There are some other important security lessons to learn. I take with a pinch of salt some of the details appearing in the chat-rooms, but they certainly should be considered. According to the Urban75 chat-room, it was detected in May or June that fascist messages were being posted from the same computer (same IP address) used by "Eugin Levine", the pseudonym used by another SWP member on the same chemistry course as Joe Finnon. But once it was revealed that this was a university IP address no further action was taken. This was very complacent, as this pointed the finger at a fascist very close to "Eugin Levine" and Joe Finnon.

We also learn from Urban75 that Diane Stoker rang Workers Power comrades and told them that Tony Wentworth, BNP student organiser, was in a Mancs pub and would they get down there. When they arrived they ended up being questioned by waiting police. Allegedly they smelled a rat at the time but didn't put two and two together. The relationship between the two fascist moles and Workers Power is intriguing, because we know that at the June National Committee meeting of the SWP, Lindsay German accused Manchester SWP of having been infiltrated by WP. I wonder if there is a connection.
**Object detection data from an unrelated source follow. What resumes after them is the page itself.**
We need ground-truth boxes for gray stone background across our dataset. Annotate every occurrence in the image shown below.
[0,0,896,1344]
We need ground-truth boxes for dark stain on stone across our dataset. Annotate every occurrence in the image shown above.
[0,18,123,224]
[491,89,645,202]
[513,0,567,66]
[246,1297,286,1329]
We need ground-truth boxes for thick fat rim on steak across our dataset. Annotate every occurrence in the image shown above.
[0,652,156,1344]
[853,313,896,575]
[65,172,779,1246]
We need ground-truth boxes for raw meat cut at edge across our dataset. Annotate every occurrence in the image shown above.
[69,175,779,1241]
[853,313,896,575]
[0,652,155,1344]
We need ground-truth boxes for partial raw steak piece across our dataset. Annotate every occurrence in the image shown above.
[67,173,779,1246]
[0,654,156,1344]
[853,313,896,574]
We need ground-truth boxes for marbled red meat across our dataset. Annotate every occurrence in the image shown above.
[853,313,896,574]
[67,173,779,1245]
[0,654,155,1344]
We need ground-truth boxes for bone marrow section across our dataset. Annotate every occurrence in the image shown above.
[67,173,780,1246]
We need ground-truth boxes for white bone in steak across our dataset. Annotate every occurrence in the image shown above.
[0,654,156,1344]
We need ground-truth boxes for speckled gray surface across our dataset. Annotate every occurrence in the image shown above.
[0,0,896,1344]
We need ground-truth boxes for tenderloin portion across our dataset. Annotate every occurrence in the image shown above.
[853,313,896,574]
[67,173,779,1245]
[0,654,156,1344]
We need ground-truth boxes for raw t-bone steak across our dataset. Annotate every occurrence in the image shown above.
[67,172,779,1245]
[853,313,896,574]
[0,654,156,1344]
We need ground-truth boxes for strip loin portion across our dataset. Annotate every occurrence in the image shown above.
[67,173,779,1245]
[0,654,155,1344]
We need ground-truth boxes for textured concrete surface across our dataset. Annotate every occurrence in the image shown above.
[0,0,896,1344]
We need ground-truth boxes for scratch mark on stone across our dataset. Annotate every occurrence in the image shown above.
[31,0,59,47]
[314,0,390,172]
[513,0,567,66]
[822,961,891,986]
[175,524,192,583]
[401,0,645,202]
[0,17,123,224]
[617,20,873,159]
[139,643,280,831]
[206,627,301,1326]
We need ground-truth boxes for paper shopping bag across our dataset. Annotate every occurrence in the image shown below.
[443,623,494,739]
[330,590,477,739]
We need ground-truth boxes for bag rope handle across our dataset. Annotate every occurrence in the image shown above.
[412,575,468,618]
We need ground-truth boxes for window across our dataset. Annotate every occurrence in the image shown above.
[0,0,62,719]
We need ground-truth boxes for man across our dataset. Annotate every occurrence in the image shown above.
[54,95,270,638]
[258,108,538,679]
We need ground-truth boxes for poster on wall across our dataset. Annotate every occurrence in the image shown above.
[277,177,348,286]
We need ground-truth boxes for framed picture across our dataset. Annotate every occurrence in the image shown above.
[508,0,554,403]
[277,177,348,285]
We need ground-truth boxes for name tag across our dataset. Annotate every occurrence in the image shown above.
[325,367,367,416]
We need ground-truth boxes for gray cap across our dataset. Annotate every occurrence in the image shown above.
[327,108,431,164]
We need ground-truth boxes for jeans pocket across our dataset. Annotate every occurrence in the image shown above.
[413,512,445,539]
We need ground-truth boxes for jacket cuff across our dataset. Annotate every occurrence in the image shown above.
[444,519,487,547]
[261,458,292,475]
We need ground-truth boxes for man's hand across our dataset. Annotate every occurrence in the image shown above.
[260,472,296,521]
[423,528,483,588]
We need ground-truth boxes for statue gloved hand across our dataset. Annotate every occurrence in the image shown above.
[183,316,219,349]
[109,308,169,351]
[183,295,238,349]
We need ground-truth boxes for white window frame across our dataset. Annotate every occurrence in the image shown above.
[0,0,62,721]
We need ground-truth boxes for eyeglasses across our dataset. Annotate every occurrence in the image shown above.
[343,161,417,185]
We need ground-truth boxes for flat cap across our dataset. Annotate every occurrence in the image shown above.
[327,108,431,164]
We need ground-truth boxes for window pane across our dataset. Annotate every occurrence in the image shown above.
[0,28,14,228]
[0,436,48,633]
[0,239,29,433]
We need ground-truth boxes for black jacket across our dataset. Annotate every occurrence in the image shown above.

It is necessary for Manchester SWP and Workers Power comrades to sit down together and exchange information in a spirit of genuine cooperation.

In conclusion.
This is a very sad affair for us all. It will also have given Nick Griffin a boost and will have put a spring in the step of BNP activists. There is a psychological aspect to this that will be understood by the fascists but not by most of the left.

In the world of football hooligans there is great deal of kudos in "taking liberties". That is, drinking and having a fight in a rival "firms" local pub, or in some other way crossing the line in an imagined turf war. As the BNP will see it the SWP have shown themselves to be a soft touch.

Some but not all of the blame lies with the SWP. Most of us on the left have been complacent, and we need to review our behaviour accordingly.